As described above in detail, according to the present invention, shooting can be performed without carrying a heavy video camera or camcorder. In addition, it is possible to take pictures in places where it is difficult for people to enter, such as helicopters, balloons, hot places, and cold places.

[Brief description of drawings]

FIG. 1 is a conceptual explanatory diagram of an imaging device according to an embodiment of the present invention.

FIG. 2 is a block diagram showing a main configuration of an image pickup apparatus according to an embodiment of the present invention.

FIG. 3 is a functional block diagram showing a configuration of a part for controlling the movement of the viewfinder device and the video camera at a ratio of 1: 1 in the embodiment of the present invention.
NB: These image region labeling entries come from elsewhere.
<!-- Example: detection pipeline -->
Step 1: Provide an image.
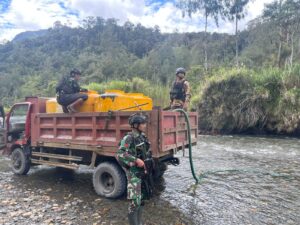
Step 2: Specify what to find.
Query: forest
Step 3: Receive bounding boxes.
[0,0,300,135]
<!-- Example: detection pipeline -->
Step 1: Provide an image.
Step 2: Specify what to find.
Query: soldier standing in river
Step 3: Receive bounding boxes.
[116,114,153,225]
[170,68,191,111]
[56,69,88,113]
[0,102,5,126]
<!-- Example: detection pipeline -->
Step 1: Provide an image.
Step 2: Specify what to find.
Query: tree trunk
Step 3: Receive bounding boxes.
[204,14,208,71]
[277,27,282,68]
[290,31,295,72]
[277,0,283,68]
[235,14,239,67]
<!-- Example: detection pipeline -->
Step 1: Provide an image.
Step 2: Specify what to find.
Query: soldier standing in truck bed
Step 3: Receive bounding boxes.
[56,69,88,113]
[170,68,191,111]
[116,114,153,225]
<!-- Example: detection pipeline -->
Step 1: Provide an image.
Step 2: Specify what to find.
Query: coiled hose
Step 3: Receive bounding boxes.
[173,109,200,184]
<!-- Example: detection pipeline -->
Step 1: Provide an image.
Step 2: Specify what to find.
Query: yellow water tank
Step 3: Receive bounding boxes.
[94,90,153,112]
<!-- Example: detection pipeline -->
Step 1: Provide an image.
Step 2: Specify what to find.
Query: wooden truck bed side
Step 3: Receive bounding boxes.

FIG. 4 is a block diagram showing a configuration of a conventional video camera.

[Explanation of symbols]

 1 Video camera 2 Head with actuator 3 Viewfinder device 25, 34 Horizontal angular velocity sensor 26, 35 Vertical angular velocity sensor

Claims (4)

[Claims] 1. An (a) image pickup device, (b) an eyeglass-type viewfinder device which is separated from the image pickup device and transmits and receives signals to and from the image pickup device, and (c) the image pickup device is mounted. And a movable member capable of displacing horizontal and vertical angles, transmitting a video signal from the imaging device to the viewfinder device, and the viewfinder by an angular velocity sensor provided in the viewfinder device. The movement of the device in the horizontal and vertical directions is detected, the movement of the image pickup device is detected by an angular velocity sensor provided in the image pickup device or a movable member, and the movement of the viewfinder device and the movement of the image pickup device are 1: An imaging system, wherein the horizontal and vertical angles of the movable member are displaced so as to be 1. 2. A means for transmitting a video signal created based on an output of an image pickup device to a separated viewfinder device, and a means for detecting angular velocities in a horizontal direction and a vertical direction. (C) means for receiving a signal which is transmitted from the separated viewfinder device and which has detected horizontal and vertical angular velocities of the viewfinder device; and (d) output of the device and the horizontal and vertical directions. 2. An image pickup apparatus for use in an image pickup system according to claim 1, further comprising: means for generating a control signal for displacing the horizontal and vertical angles of the movable member based on the output of the means for detecting the angular velocity in the direction. . 3. The movable member used in the image pickup system according to claim 1, wherein the horizontal and vertical angles are displaced by a control signal generated by the mounted image pickup device. 4. (a) means for detecting angular velocities in the horizontal and vertical directions, (b) means for transmitting an output signal of the means to a separated image pickup device, and (c) transmission by the image pickup device. The eyeglass-type viewfinder device for use in an image pickup system according to claim 1, further comprising: a means for receiving a video signal; and (d) means for displaying an output of the means.